I’d been thinking about what electrical wiring I needed to run behind the panels once I fitted them. Not having converted a van before I was conscious that I’m bound to forget some cable or want to add something later so I’ve decided to use flexible conduit and make sure I have some access in the future.
This is the access point behind the drawer.
And viewed in-place. I’ve added a piece of conduit from this point to the one in the next photo, further back in the van.
This is the point further back in the van.
This shows the access points on the, yet to be covered, rear panel. You can also see the various holes I cut in the top LHS of the panel for the various switches/sockets I’ll be fitting.
The larger hole is for the Propex heater thermostat.
I had to carefully remove the cable housing to fit the cable through the necessary holes.
I also drilled a number of small holes to allow for cable access (and added grommets).
This is the hole for the conduit which will run to under the drivers seat (I didn’t fancy drilling a biggish hole in the bottom of the B-pillar for cable access).
Since I was test fitting the fridge and part of the furniture I thought I better have a look at the plumbing, specifically the waste/drain.
I removed the plastic under panel to see what I could see and also looked from inside at the pre-existing holes behind the door panel. I used a cable rod to find a route through, once I had identified this I used a drill to slightly enlarge the internal hole so the waste hose would fit (there underbody hole was big enough already).
In relation to the drainage pipe, I’d read on a forum that there’s a route through the bottom of the O/S door panel rather than drilling through the floor.
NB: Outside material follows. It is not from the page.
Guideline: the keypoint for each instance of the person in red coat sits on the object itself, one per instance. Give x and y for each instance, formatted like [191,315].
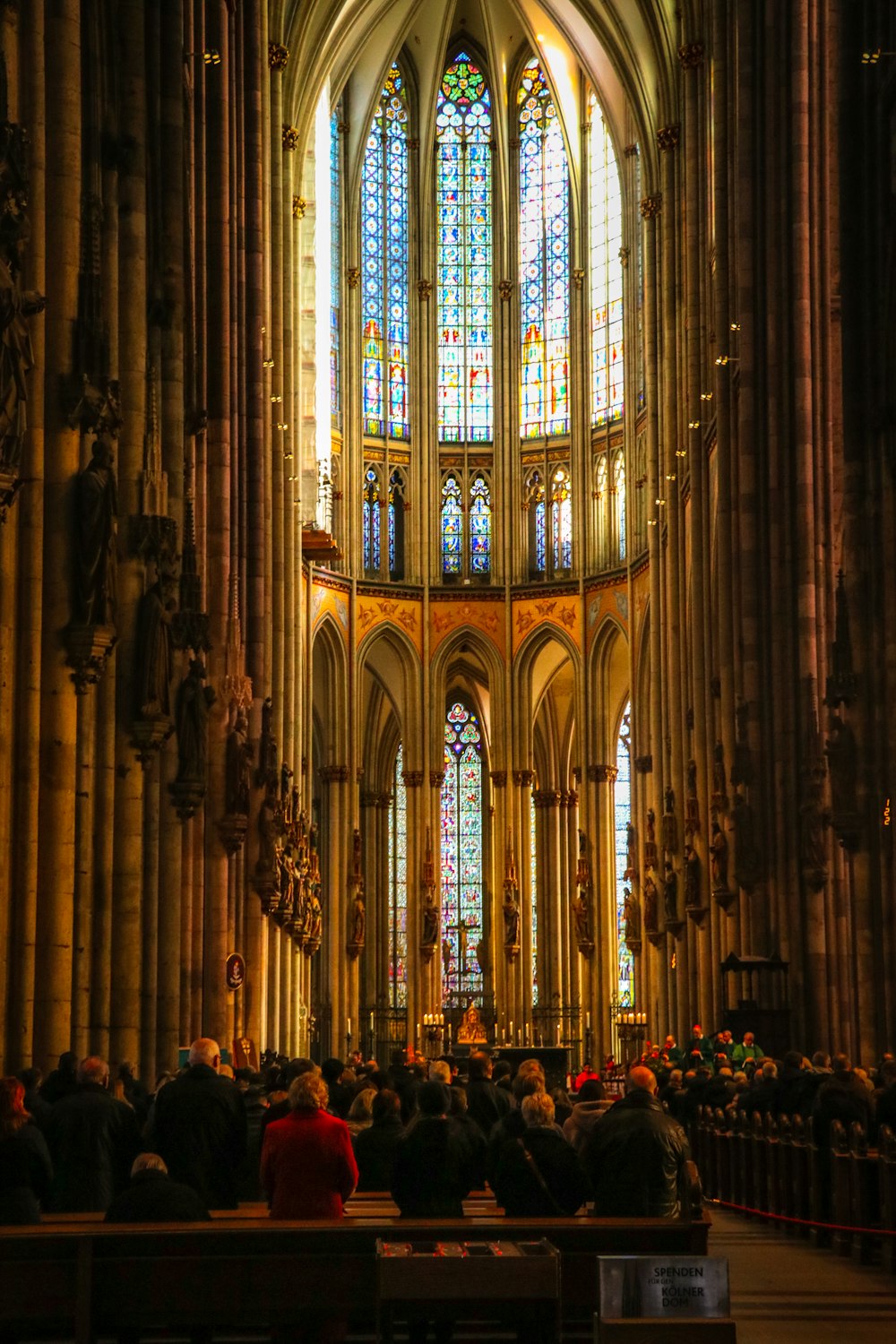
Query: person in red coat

This is the hole before drilling.
And the view from underneath, having removed the plastic underbody cover.
And the size I enlarged the inside hole to.
The pipe now in place.
View from underneath with the cover back in place.
I also had a quick look at the water tank & pump I purchased from Evo Designs.
I purchased the fridge sometime ago, now it’s time to work out how to fit it (or at least test-fit it). The model I chose is the Dometic CoolMatic CRX 50. It was a close-run choice between that one and the Webasto Cruise 49 option. The main thing that swung it for me is that the CRX 50 has a removable freezer section.
The main thing I wanted to check was how far back I can fit the fridge, i.e. flush or proud of the front of the units. I’d read that for some models it’s necessary to cut part of the internal frame (at the bottom). This picture is without the panel in place and before I cut the metal frame.
I put the furniture in place then put the fridge in position too, marked the position of the fridge with tape.
As you can see the fridge is touching the lower frame.
When I offered the fridge up into the correct position it was clear that I’d need to cut the rear ply panel and also the internal van body, which I did (see later).
With the panel is place it’s clear that I need to cut it, along with the lower metal frame.
Marking out the panel to cut it.
Now with the panel cut, and the lower metal frame, the fridge fits quite a bit further back.
TBH, I’m not sure if I will mount the front of the fridge completely flush since I that will restrict the angle that the door can open. I will probably mount it slightly proud so I can open the door to a greater angle. At least I’ve done the necessary preparation to choose either option later (this is it mocked up and flush).One point to mention is that Dometic sell two different mounting kits, I don’t have either. I didn’t like the look of the exposed screws and also wasn’t sure how/if they’d work with my Evo furniture (I checked with Evo Design and they advised that neither are needed).
One other thing I also thought about was ventilation. My thinking is that I’ll be OK since there’s a gap between the window and the back of the worktop (something I need to tidy up later).